Benim yönetmen koltuğunda oturduğum ilk filmdi, Dijital Esaret. Önce senaryoyu okudum çok heyecanlandım, hikâyeyi sevdim. Uzun yıllardır bir film yapma hayalim vardı. Birol Bey'de bana güvendi. Bu tarz senaryolara ülkemizde çoğu zaman fırsat verilmiyor. Benim için başlangıç olarak iyi bir yapımdı. Aslında Dijital Esaret filminin bir distopya tarafı var. Gelecek öngörüsü var çünkü... Az yapılan bir tür ülkemizde. Çekimler eğlenceli geçti. güzel genç bir ekip vardı. Filmin çekildiği yerin atmosferi de harikaydı. Yarı film yarı tatil gibi oldu diyebiliriz.
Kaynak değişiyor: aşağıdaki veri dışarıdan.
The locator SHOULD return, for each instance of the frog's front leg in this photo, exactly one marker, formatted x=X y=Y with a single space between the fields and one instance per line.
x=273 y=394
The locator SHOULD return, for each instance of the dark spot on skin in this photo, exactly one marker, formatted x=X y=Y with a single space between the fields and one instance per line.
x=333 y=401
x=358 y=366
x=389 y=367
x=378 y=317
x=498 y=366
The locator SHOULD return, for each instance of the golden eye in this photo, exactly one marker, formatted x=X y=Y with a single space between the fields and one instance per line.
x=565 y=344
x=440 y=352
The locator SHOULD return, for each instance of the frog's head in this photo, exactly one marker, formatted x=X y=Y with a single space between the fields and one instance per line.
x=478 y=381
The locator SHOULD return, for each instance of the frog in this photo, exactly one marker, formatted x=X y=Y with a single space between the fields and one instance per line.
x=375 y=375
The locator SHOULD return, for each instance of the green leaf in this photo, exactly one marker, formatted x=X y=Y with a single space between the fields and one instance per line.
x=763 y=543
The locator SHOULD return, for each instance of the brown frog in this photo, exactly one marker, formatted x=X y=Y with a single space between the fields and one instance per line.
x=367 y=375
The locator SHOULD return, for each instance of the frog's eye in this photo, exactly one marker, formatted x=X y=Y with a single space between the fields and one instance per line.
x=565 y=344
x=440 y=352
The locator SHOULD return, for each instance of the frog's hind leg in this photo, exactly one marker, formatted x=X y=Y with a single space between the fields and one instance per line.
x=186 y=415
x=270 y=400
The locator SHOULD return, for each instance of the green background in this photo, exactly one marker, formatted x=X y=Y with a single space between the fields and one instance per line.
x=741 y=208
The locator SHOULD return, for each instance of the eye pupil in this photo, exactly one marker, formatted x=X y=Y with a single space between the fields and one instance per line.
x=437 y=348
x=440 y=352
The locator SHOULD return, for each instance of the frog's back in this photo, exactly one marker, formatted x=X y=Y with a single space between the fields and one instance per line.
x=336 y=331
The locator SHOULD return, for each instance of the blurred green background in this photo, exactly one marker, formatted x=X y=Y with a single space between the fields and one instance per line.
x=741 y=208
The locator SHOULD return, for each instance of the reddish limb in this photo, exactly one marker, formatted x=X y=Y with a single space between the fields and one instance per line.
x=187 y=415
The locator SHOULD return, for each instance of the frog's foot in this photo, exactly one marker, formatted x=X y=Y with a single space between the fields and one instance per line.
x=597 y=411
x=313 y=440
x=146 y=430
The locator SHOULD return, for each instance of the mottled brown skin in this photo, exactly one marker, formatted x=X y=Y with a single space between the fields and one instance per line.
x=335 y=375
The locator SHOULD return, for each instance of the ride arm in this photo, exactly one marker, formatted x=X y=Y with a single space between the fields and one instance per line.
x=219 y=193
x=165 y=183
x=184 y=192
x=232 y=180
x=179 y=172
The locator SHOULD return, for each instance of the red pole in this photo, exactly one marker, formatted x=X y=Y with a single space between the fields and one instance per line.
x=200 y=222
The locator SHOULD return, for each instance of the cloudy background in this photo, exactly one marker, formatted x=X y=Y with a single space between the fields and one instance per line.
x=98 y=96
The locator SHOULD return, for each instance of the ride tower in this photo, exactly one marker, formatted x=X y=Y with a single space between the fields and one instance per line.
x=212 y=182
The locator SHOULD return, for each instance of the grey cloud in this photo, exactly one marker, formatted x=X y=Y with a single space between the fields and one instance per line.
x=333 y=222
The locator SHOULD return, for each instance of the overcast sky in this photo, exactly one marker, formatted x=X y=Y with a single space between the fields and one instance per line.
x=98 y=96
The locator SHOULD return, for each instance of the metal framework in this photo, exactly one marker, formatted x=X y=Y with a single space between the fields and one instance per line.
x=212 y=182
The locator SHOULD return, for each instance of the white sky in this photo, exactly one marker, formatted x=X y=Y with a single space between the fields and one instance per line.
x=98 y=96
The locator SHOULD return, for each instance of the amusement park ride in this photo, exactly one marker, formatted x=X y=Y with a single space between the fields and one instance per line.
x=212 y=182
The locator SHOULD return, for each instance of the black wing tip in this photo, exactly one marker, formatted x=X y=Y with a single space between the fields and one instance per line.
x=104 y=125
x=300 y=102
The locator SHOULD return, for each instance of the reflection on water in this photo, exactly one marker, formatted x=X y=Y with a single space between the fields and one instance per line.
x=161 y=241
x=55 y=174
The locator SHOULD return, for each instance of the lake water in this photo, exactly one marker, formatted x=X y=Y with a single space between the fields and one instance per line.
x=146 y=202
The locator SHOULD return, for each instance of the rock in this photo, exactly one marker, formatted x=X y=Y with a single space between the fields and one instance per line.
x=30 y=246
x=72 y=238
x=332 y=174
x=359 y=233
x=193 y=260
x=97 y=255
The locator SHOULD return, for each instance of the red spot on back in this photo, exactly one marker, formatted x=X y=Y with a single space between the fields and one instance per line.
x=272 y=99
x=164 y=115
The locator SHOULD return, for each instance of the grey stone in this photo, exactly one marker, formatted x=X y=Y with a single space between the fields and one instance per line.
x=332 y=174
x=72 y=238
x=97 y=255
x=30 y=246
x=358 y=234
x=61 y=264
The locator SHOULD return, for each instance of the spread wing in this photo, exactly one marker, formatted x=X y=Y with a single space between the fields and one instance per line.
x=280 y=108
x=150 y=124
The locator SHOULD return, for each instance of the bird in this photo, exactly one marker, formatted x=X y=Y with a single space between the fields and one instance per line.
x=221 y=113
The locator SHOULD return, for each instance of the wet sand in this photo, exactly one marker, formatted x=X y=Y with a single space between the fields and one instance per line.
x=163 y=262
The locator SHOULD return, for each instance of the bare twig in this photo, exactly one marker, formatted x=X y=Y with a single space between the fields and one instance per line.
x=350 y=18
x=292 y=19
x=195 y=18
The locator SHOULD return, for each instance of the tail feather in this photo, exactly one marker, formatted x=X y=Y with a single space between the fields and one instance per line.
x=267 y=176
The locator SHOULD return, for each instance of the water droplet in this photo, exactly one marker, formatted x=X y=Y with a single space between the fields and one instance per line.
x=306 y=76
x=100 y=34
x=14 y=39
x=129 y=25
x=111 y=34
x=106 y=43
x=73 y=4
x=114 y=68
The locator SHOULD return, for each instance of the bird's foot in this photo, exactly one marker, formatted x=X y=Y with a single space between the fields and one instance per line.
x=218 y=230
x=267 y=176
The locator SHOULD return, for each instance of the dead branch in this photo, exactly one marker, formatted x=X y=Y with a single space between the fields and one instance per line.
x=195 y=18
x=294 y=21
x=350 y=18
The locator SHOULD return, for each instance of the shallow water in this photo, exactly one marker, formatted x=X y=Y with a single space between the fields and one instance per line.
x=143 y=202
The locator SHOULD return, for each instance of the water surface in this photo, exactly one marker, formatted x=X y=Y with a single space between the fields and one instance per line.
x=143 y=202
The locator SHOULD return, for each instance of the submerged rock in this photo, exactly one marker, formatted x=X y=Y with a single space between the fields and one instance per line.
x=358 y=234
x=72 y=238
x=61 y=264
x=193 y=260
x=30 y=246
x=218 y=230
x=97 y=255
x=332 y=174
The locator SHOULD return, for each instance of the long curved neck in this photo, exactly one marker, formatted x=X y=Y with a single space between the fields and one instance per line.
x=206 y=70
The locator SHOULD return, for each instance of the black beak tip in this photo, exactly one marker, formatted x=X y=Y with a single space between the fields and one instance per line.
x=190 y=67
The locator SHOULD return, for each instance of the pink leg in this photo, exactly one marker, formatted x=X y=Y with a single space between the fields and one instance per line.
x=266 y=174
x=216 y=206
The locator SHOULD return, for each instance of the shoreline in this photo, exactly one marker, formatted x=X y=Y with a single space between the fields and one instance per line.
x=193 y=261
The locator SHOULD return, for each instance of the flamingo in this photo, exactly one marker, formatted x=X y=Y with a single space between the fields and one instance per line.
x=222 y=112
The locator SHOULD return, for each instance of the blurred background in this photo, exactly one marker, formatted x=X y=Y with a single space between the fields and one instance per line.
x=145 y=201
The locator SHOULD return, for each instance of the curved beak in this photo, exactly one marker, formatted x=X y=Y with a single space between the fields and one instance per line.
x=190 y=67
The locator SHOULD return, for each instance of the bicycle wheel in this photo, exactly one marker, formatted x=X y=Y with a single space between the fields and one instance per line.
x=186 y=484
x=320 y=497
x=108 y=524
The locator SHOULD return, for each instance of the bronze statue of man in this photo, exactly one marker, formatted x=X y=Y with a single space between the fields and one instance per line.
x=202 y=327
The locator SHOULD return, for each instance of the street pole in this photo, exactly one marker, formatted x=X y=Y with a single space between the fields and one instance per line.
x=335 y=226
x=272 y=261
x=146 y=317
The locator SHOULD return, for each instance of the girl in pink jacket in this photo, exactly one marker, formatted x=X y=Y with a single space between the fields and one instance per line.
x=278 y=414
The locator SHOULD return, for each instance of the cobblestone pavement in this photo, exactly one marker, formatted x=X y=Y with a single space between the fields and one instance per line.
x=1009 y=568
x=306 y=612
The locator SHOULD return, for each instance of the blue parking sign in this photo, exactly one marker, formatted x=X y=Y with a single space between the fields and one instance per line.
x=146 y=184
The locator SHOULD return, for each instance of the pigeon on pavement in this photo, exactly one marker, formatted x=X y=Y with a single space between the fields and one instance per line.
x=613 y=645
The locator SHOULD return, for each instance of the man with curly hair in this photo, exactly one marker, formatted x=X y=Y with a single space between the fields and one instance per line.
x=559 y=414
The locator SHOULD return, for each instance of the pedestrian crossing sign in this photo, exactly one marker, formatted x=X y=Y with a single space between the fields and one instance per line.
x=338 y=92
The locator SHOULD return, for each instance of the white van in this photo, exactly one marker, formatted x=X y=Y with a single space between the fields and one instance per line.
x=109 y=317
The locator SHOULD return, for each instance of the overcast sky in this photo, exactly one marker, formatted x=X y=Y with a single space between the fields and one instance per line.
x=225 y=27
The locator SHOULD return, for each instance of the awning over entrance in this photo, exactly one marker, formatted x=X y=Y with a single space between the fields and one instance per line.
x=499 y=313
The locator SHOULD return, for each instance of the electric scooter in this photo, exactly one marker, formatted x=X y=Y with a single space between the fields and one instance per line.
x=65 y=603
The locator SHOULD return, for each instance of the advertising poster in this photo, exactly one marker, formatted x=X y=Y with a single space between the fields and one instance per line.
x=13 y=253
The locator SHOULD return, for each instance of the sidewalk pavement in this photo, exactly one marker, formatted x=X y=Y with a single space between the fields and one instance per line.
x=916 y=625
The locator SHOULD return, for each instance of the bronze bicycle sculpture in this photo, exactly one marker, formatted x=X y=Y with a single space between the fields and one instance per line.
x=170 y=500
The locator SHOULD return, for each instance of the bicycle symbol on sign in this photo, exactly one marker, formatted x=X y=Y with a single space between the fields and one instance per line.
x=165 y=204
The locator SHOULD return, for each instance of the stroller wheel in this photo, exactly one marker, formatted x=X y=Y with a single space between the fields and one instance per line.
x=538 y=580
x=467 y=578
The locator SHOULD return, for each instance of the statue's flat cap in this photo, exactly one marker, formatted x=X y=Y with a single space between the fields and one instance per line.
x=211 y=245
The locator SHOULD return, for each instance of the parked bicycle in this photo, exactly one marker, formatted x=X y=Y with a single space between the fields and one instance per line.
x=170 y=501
Filmi ilk izleyenlerden biri olarak ne düşünüyorsunuz?

Filmi montaj esnasında izledim birçok kez. En son iki ay önce izledim. Yıllandıkça güzelleşiyor sanki. Konu itibariyle asla eskimiyor. Çünkü bugünü anlatan güncel bir hikâye. Umarım seyircide karşılığı olur.

Usta oyuncu Rasim Öztekin'le ilgili neler söylemek istersiniz?

Rasim Öztekin ile ilk kez çalıştık. Daha önceden tanışıklığımız vardı. Onunla ilgili aklımda kalan bize anlattığı hikâyelerdir. Bizi çok güldürüyordu çalışması çok keyifli, hep yardımcı oluyordu. Gerçek bir profesyonel idi. Benim için onunla çalışmak şanstı.

Siz bu ara neler yapıyorsunuz?

Daha geçen haftalarda bir tane romantik komedi filmim vizyona girdi. Şimdi Dijital Esaret giriyor. Eylül ayında da distopya türünde bir film çektik o vizyona girecek. Senaryoyu abimle birlikte yazdık. Adı, Daha İyi Bir Yarın... Son on yıldır dünyada sinema ve edebiyatta distopyaya bir yönelim vardı. Ve bunun ülkemize de geleceğini öngörüyorduk. Abimle bu filmi 6-7 yıl önce yazdık. Güzel bir kadromuz var.